Single-Molecule Imaging inside a Live Mammalian Cell Nucleus
Tracking single molecules in living cells provides a direct way to probe the kinetics of their interactions with other cellular components, and is particularly useful to characterize unsynchronized dynamic events. Despite previous successes in single-molecule imaging in live bacterial cells, imaging single fluorescent proteins remains challenging in the nuclei of living mammalian cells, due to their larger size and higher fluorescence background. We developed a novel fluorescence microscopy technique that combines selective plane illumination with a vertical arrangement of illumination and detection objectives. In this new geometry (Fig. 1), a disposable mirror reflects the light sheet into a horizontal plane close to the sample surface, thus allowing horizontal sectioning of the cells and achieving single fluorescent protein imaging in live mammalian cells. We name this technique reflected light sheet microscopy (RLSM).
Our technique possesses the advantage of superior signal-to-background ratio, fast image acquisition speed and millisecond time resolution, low photobleaching rate and reduced phototoxicity, as well as easy optical sectioning capability. The reflected light sheet configuration also allows individual, normal-sized adherent cells to be imaged, as compared to other selective plane illumination methods that could only be applied to embryos or cellular spheroids much larger in size. Lastly, the single-molecule tracking capability of RLSM allows us to directly monitor in vivo protein dynamics without the need for additional calibrations or corrections that are commonly associated with other techniques such as FRAP and FCS.
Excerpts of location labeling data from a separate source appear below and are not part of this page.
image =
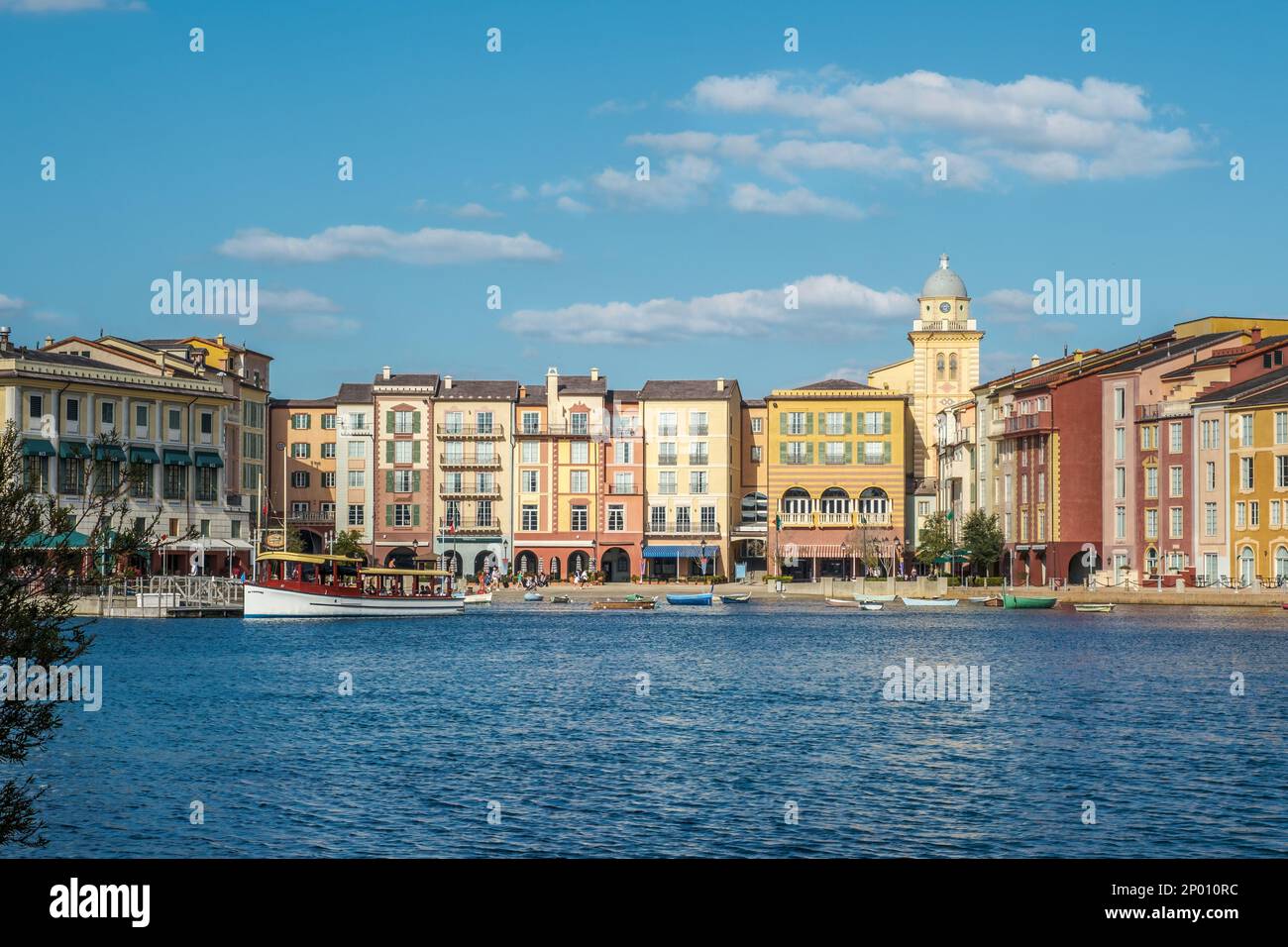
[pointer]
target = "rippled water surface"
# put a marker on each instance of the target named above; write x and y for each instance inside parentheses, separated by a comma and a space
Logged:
(748, 709)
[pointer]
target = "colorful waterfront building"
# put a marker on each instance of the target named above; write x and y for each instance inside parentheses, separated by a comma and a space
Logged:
(562, 437)
(838, 457)
(692, 459)
(473, 474)
(303, 476)
(403, 530)
(93, 411)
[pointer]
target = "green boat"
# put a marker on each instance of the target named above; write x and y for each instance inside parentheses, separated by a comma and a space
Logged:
(1021, 602)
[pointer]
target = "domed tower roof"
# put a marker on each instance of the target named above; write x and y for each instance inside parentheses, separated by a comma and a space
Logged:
(944, 282)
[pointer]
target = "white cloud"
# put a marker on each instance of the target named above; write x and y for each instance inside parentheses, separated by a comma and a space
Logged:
(571, 205)
(686, 180)
(476, 210)
(832, 303)
(1043, 128)
(799, 201)
(424, 248)
(295, 300)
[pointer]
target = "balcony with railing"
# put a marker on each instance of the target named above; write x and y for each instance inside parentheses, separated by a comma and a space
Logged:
(481, 432)
(469, 526)
(469, 489)
(458, 460)
(1019, 425)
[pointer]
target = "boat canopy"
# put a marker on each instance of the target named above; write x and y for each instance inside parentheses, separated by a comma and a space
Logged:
(303, 557)
(384, 571)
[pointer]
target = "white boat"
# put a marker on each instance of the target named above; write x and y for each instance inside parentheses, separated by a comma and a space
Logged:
(296, 585)
(1094, 607)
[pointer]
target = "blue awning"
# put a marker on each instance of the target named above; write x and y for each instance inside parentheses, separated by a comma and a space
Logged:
(671, 552)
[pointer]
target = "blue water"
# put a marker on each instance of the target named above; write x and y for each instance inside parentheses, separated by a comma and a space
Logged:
(536, 707)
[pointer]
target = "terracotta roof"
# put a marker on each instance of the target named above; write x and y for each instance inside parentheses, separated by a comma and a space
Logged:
(687, 390)
(353, 392)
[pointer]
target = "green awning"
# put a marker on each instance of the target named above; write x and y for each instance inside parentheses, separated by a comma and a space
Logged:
(34, 447)
(72, 540)
(108, 453)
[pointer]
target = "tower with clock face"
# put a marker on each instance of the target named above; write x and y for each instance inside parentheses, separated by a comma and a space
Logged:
(944, 359)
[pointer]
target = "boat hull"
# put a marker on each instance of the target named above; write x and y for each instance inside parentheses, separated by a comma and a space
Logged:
(703, 599)
(282, 603)
(1025, 602)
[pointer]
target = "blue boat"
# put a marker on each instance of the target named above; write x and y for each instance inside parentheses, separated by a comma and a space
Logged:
(700, 599)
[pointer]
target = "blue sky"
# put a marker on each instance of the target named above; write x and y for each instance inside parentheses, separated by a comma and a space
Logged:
(515, 169)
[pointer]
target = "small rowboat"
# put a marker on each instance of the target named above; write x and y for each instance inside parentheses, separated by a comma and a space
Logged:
(631, 603)
(700, 599)
(1024, 602)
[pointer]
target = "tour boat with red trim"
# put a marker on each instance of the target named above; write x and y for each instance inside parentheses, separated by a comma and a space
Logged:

We demonstrate the potential of our new microscopy method by directly monitoring the binding properties of fluorescently labeled glucocorticoid receptors (GR) to DNA (Fig. 2a and b). GR is a transcription factor that localizes mostly to the cytoplasm in the absence of hormone, but forms homodimers and translocates into the nucleus upon binding to hormone. Previous studies have shown that dimeric GR binds directly to DNA at regulatory sequences, while the monomer can be indirectly recruited to DNA by other DNA-bound protein complexes. The mode of DNA interaction defines whether the target gene is activated or repressed. Using RLSM, we measured the DNA-bound fraction of GR and determined the residence times on DNA of the various oligomerization states of GR, thereby permitting us to resolve the transcription factor’s different modes of DNA binding. We also demonstrated the capability of RLSM for two-color single-molecule imaging (Fig. 2c) by directly observing the spatio-temporal co-localization of GR and its coactivator GRIP1. The imaging technique we have developed could be generally applied to study the dynamics of a variety of key biomolecular players inside the living mammalian nucleus.
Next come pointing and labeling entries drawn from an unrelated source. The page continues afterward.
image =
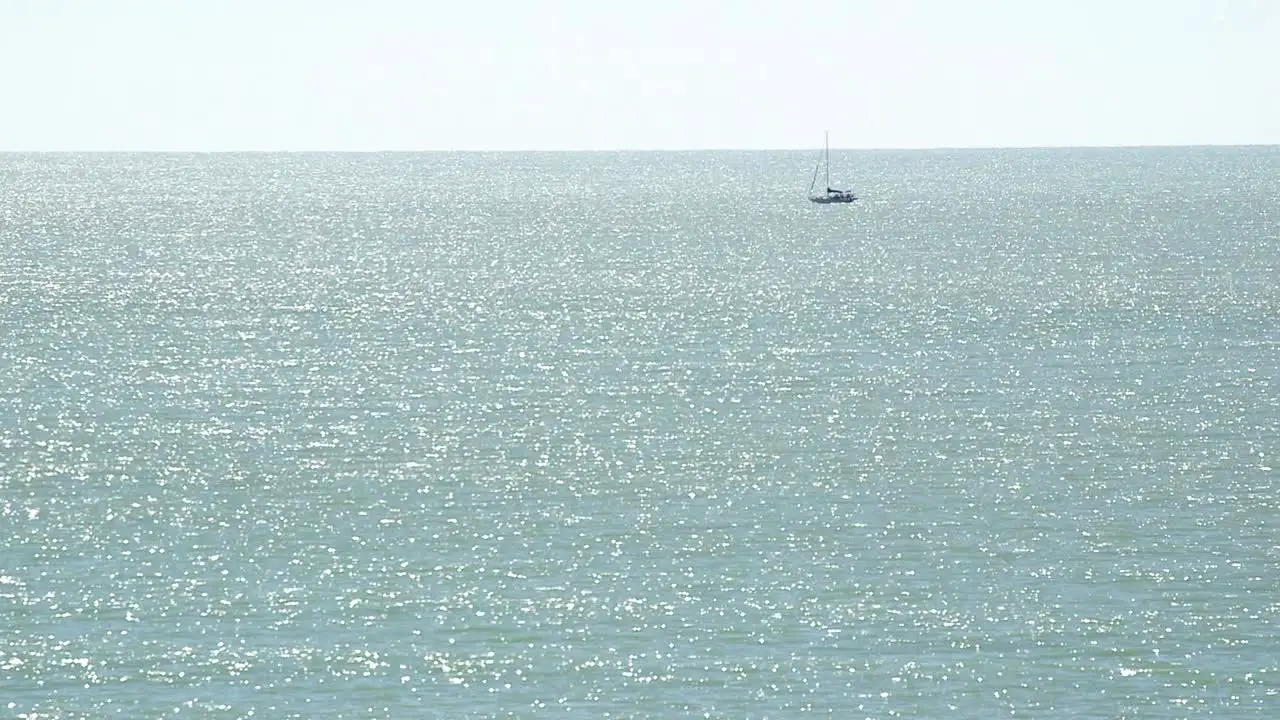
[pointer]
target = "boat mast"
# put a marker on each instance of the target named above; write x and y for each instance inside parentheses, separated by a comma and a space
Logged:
(826, 151)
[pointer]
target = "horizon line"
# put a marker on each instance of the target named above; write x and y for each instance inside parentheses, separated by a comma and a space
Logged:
(622, 150)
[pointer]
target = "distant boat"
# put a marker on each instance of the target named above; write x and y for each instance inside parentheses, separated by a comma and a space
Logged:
(831, 195)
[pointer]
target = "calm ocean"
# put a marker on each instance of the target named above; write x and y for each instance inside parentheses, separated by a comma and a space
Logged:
(640, 436)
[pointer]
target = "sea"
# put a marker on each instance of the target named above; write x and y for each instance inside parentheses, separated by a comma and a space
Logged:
(640, 434)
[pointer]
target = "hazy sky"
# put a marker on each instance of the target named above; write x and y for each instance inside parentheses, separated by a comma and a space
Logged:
(426, 74)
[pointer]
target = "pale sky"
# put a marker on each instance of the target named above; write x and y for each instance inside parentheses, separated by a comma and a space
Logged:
(604, 74)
In addition, we combined RLS illumination with super-resolution microscopy (SRM), and applied RLS-SRM to image the spatial organization of RNAP II molecules inside the mammalian nucleus, which has long been proposed to heterogeneously occur in discrete foci termed ‘transcription factories’ (Fig. 3A). Leveraging on the blinking photophysics of rhodamine-based dyes such as TMR, we also developed a density-based clustering algorithm that pools multiple localizations in super-resolution images based on their spatial and temporal proximity, so as to be able to accurately count the copy number of RNAP II molecules in transcription foci (Fig. 3B).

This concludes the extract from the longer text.